The open-label trial (NCT02963831) has already enrolled and evaluated the first group of patients, and is continuing to recruit as many as 78 patients at multiple centers across the U.S.

It is being led by researchers at Ludwig Cancer Research and the Cancer Research Institute (CRI) in collaboration with MedImmune, Imfinzi’s maker, and Targovax, which is developing ONCOS-102.

To be eligible, patients must have failed prior standard chemotherapy for either ovarian or colorectal cancer, and have failed to benefit or stopped responding to platinum-based chemotherapy, with no additional therapeutic options available.

“Patients diagnosed with advanced ovarian and colorectal cancers that have progressed on standard therapies have very few treatment options available to them,” Vanessa Lucey, PhD, director of the CRI Venture Fund and Clinical Accelerator, said in a press release.

“Under a unique partnership model, this study leverages the capabilities of two prominent nonprofit groups, accelerates innovation with top academic centers, and includes two different bio-pharmaceutical companies. This is the type of coordination and collaboration we need to accelerate progress for patients,” she said.

ONCOS-102 is a virus-based therapy that selectively infects and kills cancer cells, leaving healthy cells unharmed. It also carries in its genome a gene coding for GM-CSF, which is a protein that stimulates the immune system.

In a prior Phase 1 trial (NCT01598129), a combination of ONCOS-102 and the chemotherapy cyclophosphamide was found to increase levels of the PD-L1 ligand, which dampens immune cell activity.

This suggested that in addition to killing cancer cells, ONCOS-102 was also increasing their sensitivity to immune checkpoint molecules targeting the PD-1 or PD-L1 proteins.

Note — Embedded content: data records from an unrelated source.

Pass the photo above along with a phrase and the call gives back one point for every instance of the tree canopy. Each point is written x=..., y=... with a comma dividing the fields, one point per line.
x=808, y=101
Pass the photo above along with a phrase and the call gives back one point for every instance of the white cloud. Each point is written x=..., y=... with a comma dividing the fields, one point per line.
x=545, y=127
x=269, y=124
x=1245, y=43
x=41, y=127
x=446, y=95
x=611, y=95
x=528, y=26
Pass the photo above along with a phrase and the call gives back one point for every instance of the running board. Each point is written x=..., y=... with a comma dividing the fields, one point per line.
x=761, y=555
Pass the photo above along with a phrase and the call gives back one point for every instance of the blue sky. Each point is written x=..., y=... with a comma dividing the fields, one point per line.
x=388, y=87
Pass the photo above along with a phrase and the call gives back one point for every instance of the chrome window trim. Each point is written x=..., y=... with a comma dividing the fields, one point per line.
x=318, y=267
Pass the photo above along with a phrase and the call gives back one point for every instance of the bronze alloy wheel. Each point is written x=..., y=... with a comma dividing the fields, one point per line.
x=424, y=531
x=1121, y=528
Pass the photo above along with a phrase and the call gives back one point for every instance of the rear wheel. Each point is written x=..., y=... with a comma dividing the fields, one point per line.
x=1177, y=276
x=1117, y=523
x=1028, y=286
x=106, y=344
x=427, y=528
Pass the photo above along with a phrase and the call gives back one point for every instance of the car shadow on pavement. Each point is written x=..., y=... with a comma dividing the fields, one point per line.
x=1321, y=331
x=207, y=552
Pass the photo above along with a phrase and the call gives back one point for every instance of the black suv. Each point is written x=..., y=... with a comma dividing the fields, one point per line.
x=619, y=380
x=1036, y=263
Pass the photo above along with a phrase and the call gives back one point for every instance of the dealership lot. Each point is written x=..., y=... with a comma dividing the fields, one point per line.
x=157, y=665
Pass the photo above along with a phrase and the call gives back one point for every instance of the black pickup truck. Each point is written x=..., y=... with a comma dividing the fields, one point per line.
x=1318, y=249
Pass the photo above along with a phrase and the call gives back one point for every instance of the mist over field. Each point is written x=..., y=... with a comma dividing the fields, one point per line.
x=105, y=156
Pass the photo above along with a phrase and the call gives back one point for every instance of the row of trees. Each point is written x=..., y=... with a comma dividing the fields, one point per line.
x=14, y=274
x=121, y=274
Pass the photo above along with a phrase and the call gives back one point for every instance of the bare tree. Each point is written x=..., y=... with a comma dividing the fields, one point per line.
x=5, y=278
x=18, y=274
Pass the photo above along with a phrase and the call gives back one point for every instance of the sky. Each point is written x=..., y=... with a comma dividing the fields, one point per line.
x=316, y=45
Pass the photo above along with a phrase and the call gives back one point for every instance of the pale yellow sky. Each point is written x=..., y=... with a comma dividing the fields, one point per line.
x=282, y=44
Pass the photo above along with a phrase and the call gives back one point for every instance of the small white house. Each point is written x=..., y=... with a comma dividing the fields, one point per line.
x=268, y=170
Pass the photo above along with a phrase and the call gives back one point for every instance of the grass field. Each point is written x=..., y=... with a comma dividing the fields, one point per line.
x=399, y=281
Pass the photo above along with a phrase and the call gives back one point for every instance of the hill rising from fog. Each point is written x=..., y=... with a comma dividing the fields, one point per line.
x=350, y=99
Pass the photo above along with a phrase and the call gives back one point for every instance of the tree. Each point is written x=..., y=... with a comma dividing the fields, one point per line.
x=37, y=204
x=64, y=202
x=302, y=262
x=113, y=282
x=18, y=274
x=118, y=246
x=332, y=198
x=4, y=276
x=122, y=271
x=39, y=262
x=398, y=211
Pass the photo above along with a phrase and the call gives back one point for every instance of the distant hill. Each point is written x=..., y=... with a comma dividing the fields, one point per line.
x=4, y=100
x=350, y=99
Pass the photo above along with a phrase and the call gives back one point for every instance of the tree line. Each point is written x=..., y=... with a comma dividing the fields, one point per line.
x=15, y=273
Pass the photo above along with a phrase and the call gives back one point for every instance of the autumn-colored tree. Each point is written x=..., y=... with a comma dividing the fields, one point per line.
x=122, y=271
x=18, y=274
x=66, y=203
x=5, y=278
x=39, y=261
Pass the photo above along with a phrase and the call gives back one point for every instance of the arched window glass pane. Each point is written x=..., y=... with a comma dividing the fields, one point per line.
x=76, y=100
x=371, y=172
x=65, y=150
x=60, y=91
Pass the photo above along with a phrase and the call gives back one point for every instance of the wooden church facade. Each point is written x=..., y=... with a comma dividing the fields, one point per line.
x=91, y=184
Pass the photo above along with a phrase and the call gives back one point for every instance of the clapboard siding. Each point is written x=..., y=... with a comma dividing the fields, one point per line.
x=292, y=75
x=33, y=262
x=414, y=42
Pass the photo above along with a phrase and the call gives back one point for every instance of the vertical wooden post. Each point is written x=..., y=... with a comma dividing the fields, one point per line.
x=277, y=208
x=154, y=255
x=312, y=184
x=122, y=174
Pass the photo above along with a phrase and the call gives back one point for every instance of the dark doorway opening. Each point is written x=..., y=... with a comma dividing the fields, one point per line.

These findings provided a basis for testing a combination of ONCOS-102 and Imfinzi, a PD-L1 inhibitor already approved by the U.S. Food and Drug Administration for treating some lung and bladder cancers.

“Although checkpoint blockade antibodies have been remarkably effective in treating a variety of cancers, many patients fail to respond to these immunotherapies,” said Jonathan Skipper, Ludwig’s executive vice president for technology development. “Eliciting therapeutic responses in such patients through combination therapies is a top priority of Ludwig’s clinical research program, and a major objective of CRI’s as well.”

In the Phase 1 part of the trial, researchers will assess the tolerability and safety of ascending doses of ONCOS-102 to select the best dose for further evaluation.

The medicine will be injected into the abdominal cavity once a week for six weeks. Infinzi will be given either after ONCOS-102 treatment or at the same time as the therapy.

In Phase 2, investigators will examine the combination’s effectiveness including response rates, progression-free survival, and overall survival. In this group, Imfinzi will be given once every four weeks, starting in the third week.

“We have good reason to believe that combining checkpoint blockade with oncolytic virotherapy is a highly promising strategy to that end. We very much look forward to seeing the results of this trial,” Skipper said.